# How much do you think my ps3 plus games is worth?



## paddy328 (Mar 4, 2007)

Its a us spec 60gb with5games, 3 blue-ray films and 3 official controlers.

Games are: resistance fall of man
Ninja gaiden sigma
Motorstorm (jap version)
virtual fighter 5 (jap version)
Tekken 5 (downloaded)

Films: kung fu hustle
swordfish
casino royale (2 copies)

I hear that they are no longer making the 60gb versions.

Im not sure if i would sell it, but im just wondering how much this lot would fetch?


----------



## Deano (Jul 7, 2006)

2 quid. i'll give you 3. you take paypal?


----------



## sanchez (Nov 9, 2006)

I'll give you £150 for it.


----------



## mistryn (May 17, 2007)

£20 and a mars bar so sell it to me :lol:

on a serious note i dont really know much about the US spec, but since they have stopped making the 60gb version, the prices have shot up mad (as much as i hate to say and shoot myself in the feet as im on the lookout for one) you could get the well over rrp for one 

i saw a 60gb UK one on amazaon last week for £600 and that was without games:wall:

if you do decide to sell and price is reasonable drop me a pm


----------



## paddy328 (Mar 4, 2007)

no stupid answers please

The us spec machine is the same as the uk one, but you can only play region 1 dvds or region A blue-ray discs.

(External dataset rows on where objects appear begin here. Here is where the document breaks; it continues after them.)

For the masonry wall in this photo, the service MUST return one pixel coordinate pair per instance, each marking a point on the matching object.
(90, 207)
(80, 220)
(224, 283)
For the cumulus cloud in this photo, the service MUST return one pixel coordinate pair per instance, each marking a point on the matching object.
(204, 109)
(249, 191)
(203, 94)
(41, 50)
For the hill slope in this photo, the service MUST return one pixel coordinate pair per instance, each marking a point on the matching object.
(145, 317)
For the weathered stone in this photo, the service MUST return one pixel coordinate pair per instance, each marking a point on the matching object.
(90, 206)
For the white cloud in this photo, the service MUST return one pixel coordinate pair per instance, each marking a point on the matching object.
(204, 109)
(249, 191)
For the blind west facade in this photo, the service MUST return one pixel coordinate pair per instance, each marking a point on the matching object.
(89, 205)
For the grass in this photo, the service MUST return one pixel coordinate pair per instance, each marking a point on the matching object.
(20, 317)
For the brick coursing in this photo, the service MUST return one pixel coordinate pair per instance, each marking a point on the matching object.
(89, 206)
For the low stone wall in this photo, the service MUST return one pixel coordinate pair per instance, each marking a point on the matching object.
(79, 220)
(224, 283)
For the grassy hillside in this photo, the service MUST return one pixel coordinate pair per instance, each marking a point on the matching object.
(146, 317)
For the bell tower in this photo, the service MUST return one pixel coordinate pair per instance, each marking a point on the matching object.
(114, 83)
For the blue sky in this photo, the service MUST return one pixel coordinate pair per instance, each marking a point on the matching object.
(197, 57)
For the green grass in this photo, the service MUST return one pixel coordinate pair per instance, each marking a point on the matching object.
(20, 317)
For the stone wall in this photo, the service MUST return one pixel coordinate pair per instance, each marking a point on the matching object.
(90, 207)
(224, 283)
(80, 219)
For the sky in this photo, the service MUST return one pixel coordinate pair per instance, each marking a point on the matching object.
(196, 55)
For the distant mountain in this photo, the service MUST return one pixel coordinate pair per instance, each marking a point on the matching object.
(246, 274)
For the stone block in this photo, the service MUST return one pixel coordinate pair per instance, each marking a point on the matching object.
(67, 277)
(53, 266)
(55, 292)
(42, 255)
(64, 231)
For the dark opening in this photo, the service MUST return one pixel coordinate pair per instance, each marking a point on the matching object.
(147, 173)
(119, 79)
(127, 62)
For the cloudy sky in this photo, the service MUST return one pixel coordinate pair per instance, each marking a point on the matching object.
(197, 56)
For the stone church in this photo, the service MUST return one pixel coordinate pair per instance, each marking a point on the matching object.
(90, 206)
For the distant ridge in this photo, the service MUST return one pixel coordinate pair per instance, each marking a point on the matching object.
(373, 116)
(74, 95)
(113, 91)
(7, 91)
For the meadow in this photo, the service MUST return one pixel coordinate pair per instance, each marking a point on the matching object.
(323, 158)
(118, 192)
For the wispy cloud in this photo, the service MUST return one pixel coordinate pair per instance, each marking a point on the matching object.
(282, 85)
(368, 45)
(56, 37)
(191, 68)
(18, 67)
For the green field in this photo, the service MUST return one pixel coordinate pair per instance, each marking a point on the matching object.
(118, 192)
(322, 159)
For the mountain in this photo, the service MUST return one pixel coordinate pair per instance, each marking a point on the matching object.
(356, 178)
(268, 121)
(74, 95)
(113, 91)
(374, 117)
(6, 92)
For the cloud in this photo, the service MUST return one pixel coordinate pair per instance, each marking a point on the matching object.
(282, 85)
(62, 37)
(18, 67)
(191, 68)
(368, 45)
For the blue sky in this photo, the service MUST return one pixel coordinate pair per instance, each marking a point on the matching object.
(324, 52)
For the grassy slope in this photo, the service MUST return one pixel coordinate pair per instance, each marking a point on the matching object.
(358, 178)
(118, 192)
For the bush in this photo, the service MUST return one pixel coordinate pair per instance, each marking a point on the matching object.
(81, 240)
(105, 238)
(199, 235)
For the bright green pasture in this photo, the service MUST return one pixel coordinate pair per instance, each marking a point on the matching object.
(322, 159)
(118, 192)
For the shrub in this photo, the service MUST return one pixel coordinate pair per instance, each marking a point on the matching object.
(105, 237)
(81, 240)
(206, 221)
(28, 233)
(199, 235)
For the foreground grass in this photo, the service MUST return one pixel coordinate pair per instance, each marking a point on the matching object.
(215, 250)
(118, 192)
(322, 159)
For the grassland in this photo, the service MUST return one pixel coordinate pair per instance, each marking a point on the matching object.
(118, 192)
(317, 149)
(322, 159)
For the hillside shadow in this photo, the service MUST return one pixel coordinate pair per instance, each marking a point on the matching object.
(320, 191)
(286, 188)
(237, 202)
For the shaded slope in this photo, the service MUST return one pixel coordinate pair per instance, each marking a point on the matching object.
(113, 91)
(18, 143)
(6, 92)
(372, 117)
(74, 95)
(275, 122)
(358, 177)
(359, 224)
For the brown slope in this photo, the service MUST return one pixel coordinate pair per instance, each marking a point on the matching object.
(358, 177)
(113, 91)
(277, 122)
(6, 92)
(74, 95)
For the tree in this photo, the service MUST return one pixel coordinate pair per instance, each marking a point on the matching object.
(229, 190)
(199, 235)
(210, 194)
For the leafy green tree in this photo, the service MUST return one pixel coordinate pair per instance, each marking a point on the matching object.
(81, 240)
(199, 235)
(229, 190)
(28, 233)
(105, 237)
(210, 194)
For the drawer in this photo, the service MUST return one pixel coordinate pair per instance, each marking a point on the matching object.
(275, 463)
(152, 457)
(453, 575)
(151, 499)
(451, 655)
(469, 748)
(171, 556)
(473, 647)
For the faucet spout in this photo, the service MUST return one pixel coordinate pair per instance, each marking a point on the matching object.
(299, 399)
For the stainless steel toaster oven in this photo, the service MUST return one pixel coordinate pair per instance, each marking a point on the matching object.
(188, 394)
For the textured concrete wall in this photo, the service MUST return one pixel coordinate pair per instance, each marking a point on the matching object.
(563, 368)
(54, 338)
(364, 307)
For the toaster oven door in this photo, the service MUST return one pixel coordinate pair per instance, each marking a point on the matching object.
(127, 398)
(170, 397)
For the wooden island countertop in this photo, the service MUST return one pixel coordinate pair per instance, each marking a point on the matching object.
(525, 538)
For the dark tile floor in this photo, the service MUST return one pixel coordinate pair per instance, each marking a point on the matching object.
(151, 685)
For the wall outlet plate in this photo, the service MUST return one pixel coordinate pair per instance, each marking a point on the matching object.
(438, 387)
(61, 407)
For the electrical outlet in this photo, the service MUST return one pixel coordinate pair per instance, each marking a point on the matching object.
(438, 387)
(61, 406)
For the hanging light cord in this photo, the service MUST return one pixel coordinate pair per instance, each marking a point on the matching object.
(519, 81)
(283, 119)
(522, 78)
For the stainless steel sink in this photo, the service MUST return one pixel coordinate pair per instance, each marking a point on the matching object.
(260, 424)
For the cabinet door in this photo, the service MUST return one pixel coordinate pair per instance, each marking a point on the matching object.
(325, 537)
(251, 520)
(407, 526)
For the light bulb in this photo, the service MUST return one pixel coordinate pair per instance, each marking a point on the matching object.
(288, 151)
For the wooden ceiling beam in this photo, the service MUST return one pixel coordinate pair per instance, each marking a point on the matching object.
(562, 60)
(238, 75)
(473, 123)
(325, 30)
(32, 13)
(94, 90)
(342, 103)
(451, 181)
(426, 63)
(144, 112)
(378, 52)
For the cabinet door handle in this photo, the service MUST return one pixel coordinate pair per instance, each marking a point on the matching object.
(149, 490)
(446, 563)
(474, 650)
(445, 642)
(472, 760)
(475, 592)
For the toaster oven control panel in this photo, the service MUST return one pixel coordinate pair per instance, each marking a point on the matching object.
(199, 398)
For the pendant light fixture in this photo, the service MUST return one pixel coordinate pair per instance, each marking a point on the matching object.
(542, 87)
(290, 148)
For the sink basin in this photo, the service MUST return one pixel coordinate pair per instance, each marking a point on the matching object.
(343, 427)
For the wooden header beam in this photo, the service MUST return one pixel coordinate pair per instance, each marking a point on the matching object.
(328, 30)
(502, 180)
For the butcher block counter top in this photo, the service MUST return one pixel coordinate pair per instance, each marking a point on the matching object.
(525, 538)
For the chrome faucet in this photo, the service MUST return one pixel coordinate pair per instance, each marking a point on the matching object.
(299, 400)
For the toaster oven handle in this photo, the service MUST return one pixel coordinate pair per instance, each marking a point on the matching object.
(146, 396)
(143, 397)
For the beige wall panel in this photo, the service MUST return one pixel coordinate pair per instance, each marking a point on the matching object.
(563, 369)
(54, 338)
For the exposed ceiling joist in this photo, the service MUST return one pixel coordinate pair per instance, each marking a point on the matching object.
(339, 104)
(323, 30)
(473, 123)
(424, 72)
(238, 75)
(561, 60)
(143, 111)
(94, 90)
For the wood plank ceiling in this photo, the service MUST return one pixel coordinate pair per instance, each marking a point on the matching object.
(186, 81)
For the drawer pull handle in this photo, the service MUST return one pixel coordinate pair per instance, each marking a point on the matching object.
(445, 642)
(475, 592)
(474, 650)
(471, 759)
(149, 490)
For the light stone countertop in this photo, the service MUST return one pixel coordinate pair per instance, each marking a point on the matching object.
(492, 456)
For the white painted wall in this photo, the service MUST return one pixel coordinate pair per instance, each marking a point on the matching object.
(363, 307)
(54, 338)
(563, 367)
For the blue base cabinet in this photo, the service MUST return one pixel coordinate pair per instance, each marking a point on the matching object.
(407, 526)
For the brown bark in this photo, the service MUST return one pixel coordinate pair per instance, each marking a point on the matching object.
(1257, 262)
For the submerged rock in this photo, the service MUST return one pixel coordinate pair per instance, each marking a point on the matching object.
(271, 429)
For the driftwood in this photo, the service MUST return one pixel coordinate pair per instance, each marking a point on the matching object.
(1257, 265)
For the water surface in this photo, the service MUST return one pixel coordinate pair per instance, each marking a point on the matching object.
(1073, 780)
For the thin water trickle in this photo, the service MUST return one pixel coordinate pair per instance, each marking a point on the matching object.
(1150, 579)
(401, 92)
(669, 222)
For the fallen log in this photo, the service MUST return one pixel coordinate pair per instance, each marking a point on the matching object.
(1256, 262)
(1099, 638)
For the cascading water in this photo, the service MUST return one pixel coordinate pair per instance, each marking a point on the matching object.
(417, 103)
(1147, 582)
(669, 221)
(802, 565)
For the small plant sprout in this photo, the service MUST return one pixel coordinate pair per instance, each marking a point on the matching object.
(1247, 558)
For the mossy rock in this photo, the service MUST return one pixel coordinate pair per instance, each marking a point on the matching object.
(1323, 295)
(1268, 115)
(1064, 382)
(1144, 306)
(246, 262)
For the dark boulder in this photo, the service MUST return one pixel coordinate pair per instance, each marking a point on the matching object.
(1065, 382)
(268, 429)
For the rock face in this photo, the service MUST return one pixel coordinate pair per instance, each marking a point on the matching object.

Or the region ABC ones. This is better really, as the fims are cheaper and you get them sooner. If i were to buy one today, i would get it from america.

The jap machine is slightly inferior iirc, in that in some games it doesnt show the blood etc.


----------



## sanchez (Nov 9, 2006)

mine wasn't stupid....It is after all 2nd hand...


----------



## still_learning (Jun 1, 2007)

do you accept western union?

I will transfer the monies asap


----------



## ianFRST (Sep 19, 2006)

250 maybe


----------



## mistryn (May 17, 2007)

if its around the 250 region then my budget would be able to stretch that far

might get more if you sell the games separately?


----------



## paddy328 (Mar 4, 2007)

lol 250


----------



## ryanuk (Jun 22, 2007)

id say 250ish


----------



## Grizzle (Jul 12, 2006)

yeh me too... these machines will only go down in price not up...its not a house you have lol


----------



## paddy328 (Mar 4, 2007)

lol. guess its probably staying with me then.


----------



## ryanuk (Jun 22, 2007)

Grizzle said:


> yeh me too... these machines will only go down in price not up...its not a house you have lol


:lol: :lol: :lol: :lol:


----------



## mistryn (May 17, 2007)

thinking about it now, was it the US that relased the ps3 before it wqas released in the UK, i vaguely remember reading in the paper that the US priced them much lower than what the UK were going to sell them for?
or was it japan that priced them lower?


----------



## paddy328 (Mar 4, 2007)

japan priced them lower. I would never buy a jap machine though. The us sold them for normal price.


----------



## Brazo (Oct 27, 2005)

ianFRST said:


> 250 maybe


Nah mate the 60gb ones go for between £400-£600 second hand on ebay dependant upon games/extras

PS nice COD4 game earlier, thanks for sniping me:thumb:


----------



## adamf (Feb 5, 2006)

80GB version coming out soon. Get in quick.


----------



## mistryn (May 17, 2007)

sorry to hijack this thread but will the 80gb be compatiable with ps2 games?


----------



## sanchez (Nov 9, 2006)

There's no difference between the 2 apart from the sizes of hard drive...


----------